Since the basic nitrogen-containing polyamide obtained from cyclohexanedicarboxylic acid has a high Tg, it is considered that it was possible to impart friction resistance to the heat-sensitive mask layer. In addition, since a heat-sensitive mask layer made of polyamide containing a cyclic structural unit obtained from butyral resin and cyclohexanedicarboxylic acid is easily dispersed in water, it is particularly preferably used as a heat-sensitive mask layer for a water-developed plate. it can.

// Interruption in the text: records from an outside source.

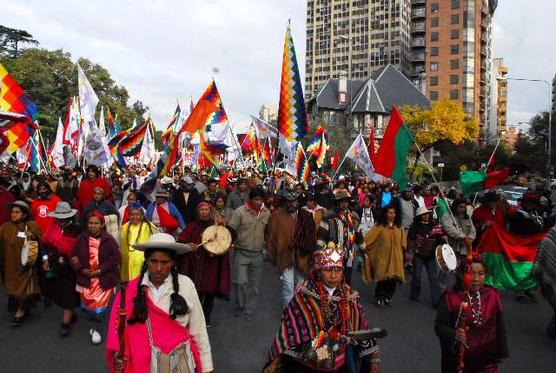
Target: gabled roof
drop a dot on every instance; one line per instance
(395, 89)
(386, 87)
(327, 96)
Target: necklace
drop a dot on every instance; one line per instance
(476, 307)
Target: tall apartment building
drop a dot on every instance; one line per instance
(444, 46)
(452, 52)
(354, 38)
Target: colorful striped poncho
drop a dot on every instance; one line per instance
(305, 317)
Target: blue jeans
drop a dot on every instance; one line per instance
(290, 278)
(430, 265)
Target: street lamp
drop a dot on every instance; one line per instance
(549, 85)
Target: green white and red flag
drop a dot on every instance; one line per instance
(391, 158)
(509, 258)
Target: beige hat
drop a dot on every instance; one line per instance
(163, 241)
(421, 211)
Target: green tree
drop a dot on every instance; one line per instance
(10, 40)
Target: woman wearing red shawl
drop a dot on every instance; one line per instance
(210, 273)
(164, 317)
(484, 336)
(96, 260)
(58, 242)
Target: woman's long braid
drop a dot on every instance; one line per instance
(178, 305)
(140, 311)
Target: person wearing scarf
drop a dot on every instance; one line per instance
(57, 244)
(20, 282)
(422, 241)
(385, 245)
(249, 223)
(136, 230)
(485, 333)
(164, 317)
(165, 215)
(123, 211)
(210, 273)
(291, 241)
(96, 259)
(323, 309)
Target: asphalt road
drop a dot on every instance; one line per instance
(240, 346)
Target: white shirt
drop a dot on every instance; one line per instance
(194, 320)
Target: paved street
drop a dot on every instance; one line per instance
(240, 346)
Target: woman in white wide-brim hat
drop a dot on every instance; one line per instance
(163, 314)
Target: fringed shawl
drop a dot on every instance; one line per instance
(304, 317)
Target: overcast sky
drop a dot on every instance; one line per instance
(163, 51)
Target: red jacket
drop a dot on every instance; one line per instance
(87, 189)
(41, 208)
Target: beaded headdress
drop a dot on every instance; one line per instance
(328, 256)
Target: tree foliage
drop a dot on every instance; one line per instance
(445, 120)
(49, 78)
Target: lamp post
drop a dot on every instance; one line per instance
(549, 147)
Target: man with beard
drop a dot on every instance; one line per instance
(291, 241)
(186, 198)
(249, 224)
(340, 227)
(239, 195)
(45, 204)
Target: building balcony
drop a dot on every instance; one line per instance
(418, 57)
(418, 42)
(418, 27)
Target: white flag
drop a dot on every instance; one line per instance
(71, 133)
(101, 126)
(148, 151)
(57, 150)
(360, 155)
(88, 99)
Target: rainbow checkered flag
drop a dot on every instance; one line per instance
(302, 165)
(292, 119)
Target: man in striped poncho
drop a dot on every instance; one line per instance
(323, 310)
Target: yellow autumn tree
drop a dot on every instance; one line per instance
(445, 120)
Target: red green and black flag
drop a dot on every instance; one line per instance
(477, 181)
(509, 258)
(391, 158)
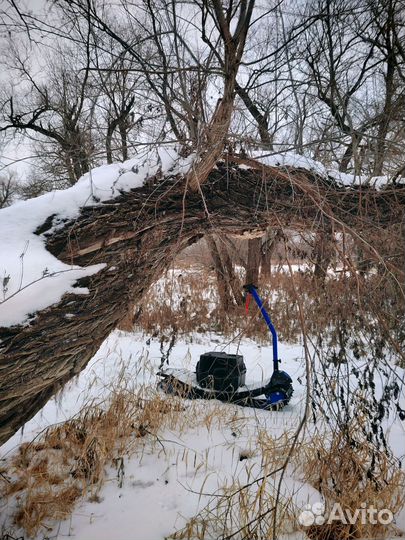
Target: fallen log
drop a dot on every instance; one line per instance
(137, 235)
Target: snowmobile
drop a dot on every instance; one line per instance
(221, 376)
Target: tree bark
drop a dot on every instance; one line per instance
(137, 236)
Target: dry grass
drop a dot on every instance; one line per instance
(245, 510)
(347, 469)
(50, 474)
(344, 314)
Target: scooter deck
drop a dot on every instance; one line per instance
(182, 382)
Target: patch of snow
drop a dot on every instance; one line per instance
(31, 278)
(291, 159)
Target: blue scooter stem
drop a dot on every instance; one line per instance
(252, 290)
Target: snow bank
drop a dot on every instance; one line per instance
(290, 159)
(33, 279)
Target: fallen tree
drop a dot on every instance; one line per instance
(138, 234)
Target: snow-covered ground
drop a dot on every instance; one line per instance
(168, 482)
(31, 277)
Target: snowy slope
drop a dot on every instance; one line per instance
(33, 279)
(162, 483)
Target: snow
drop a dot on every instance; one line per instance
(169, 481)
(291, 159)
(161, 486)
(31, 277)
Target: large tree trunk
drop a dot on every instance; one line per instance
(137, 236)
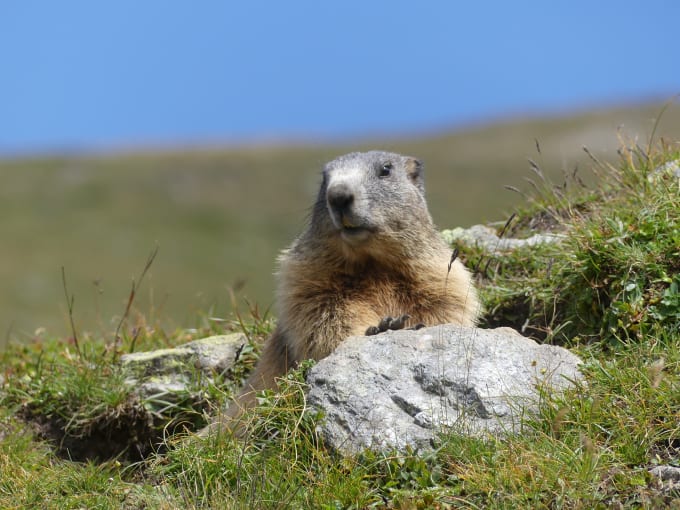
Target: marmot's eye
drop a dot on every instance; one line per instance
(385, 170)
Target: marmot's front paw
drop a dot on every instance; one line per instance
(389, 323)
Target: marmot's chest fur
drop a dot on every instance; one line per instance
(370, 250)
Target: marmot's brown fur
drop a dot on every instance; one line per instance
(370, 251)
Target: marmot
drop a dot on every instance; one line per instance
(370, 251)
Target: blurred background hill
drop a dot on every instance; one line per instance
(219, 216)
(202, 129)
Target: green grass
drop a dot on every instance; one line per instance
(220, 216)
(609, 292)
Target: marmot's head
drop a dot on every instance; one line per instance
(373, 196)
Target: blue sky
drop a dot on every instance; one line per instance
(81, 75)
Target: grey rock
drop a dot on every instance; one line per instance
(170, 375)
(487, 239)
(401, 388)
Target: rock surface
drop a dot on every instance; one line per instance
(402, 388)
(172, 373)
(487, 239)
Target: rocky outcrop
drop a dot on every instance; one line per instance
(402, 388)
(171, 374)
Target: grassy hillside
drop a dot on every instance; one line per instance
(609, 291)
(219, 216)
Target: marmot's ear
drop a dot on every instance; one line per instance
(414, 170)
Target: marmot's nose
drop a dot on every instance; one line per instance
(340, 197)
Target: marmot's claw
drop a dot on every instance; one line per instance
(388, 323)
(372, 330)
(399, 322)
(385, 324)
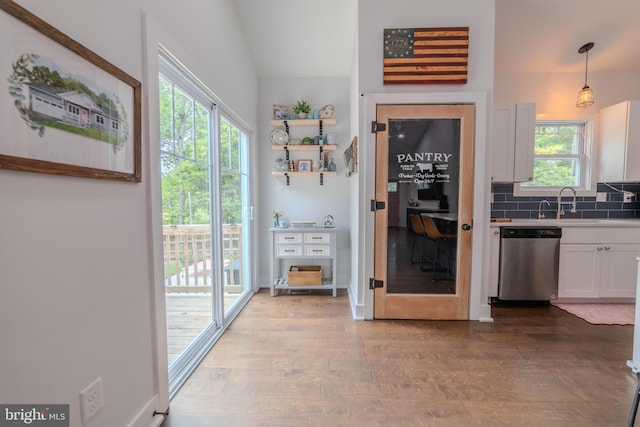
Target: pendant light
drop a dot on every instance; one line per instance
(585, 97)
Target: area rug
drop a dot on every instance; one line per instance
(601, 314)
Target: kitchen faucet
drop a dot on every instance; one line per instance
(573, 204)
(540, 214)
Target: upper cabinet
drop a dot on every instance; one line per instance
(619, 147)
(513, 142)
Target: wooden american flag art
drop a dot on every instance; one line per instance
(426, 56)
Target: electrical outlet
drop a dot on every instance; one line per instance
(629, 196)
(91, 400)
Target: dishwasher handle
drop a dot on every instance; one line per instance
(531, 232)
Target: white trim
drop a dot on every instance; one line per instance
(478, 296)
(145, 417)
(154, 200)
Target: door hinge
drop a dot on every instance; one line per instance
(373, 283)
(376, 205)
(378, 127)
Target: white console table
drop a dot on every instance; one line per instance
(303, 246)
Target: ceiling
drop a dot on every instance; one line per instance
(300, 38)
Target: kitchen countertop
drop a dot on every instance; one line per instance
(568, 222)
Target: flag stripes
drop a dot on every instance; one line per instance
(426, 55)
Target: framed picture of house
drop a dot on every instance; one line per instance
(63, 109)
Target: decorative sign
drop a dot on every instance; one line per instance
(426, 55)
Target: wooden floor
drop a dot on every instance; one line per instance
(187, 316)
(302, 361)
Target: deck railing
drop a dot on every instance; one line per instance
(187, 258)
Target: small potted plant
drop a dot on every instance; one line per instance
(301, 108)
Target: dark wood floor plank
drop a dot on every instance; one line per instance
(300, 360)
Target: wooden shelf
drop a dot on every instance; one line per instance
(303, 173)
(325, 147)
(305, 122)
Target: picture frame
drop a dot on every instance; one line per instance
(64, 109)
(351, 157)
(280, 112)
(305, 165)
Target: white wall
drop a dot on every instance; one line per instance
(304, 198)
(75, 257)
(373, 17)
(555, 94)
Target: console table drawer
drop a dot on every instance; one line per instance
(288, 251)
(288, 237)
(324, 238)
(312, 251)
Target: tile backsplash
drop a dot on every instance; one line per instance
(505, 205)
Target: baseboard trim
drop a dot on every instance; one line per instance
(146, 417)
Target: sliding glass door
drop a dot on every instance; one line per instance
(206, 212)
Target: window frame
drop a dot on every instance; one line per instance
(587, 165)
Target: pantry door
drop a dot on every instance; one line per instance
(424, 156)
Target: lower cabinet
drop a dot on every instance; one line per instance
(598, 270)
(494, 261)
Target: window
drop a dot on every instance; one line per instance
(562, 157)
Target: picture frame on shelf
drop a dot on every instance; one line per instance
(78, 115)
(305, 165)
(280, 112)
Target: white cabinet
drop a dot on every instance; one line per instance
(619, 147)
(303, 247)
(512, 146)
(598, 263)
(494, 261)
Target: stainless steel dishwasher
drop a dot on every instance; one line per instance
(529, 259)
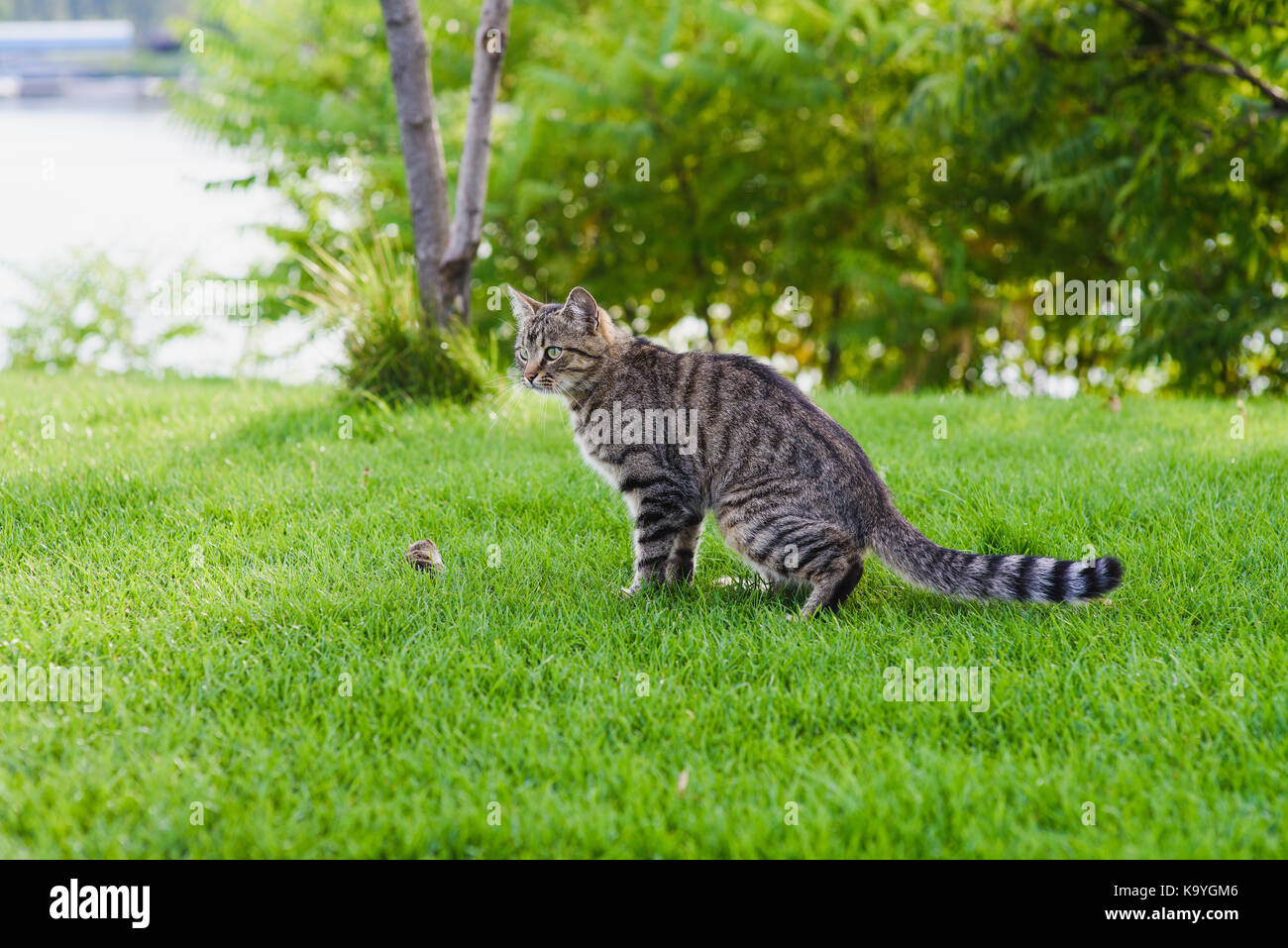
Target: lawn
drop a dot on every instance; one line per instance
(236, 567)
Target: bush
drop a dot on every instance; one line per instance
(393, 353)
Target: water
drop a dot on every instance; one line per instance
(119, 174)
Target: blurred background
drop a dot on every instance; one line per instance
(863, 193)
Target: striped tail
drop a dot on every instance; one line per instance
(978, 576)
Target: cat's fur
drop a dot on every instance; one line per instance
(791, 489)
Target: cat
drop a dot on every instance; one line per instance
(793, 491)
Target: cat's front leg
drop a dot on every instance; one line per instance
(666, 527)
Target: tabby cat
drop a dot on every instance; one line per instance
(793, 492)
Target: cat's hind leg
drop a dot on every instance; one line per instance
(794, 550)
(679, 566)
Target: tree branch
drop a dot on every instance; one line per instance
(421, 147)
(467, 231)
(1276, 95)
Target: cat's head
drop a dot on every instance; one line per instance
(559, 347)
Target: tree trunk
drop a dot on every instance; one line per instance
(423, 150)
(445, 245)
(463, 244)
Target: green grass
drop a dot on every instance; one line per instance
(226, 558)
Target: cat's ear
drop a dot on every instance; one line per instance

  When the ratio of the alicyclic structural unit obtained from cyclohexanedicarboxylic acid in the polyamide is less than the above range, scratch resistance is lowered, which is not preferable. On the other hand, if the above range is exceeded, the heat-sensitive mask layer becomes too hard, and cracking tends to occur when bending stress is applied, which is not preferable.

  The mol% of the structural unit in the polyamide of the present invention indicates the number of moles of each structural unit relative to the total number of moles of each unit composed of an aminocarboxylic acid or lactam unit, a diamine and a dicarboxylic acid. The mol% of each structural unit can be calculated from the number of moles in the raw material charging stage or the measurement result of H-NMR. Analysis by H-NMR is a commonly performed analysis method, in which the mol% of each structural unit is calculated from the integral value.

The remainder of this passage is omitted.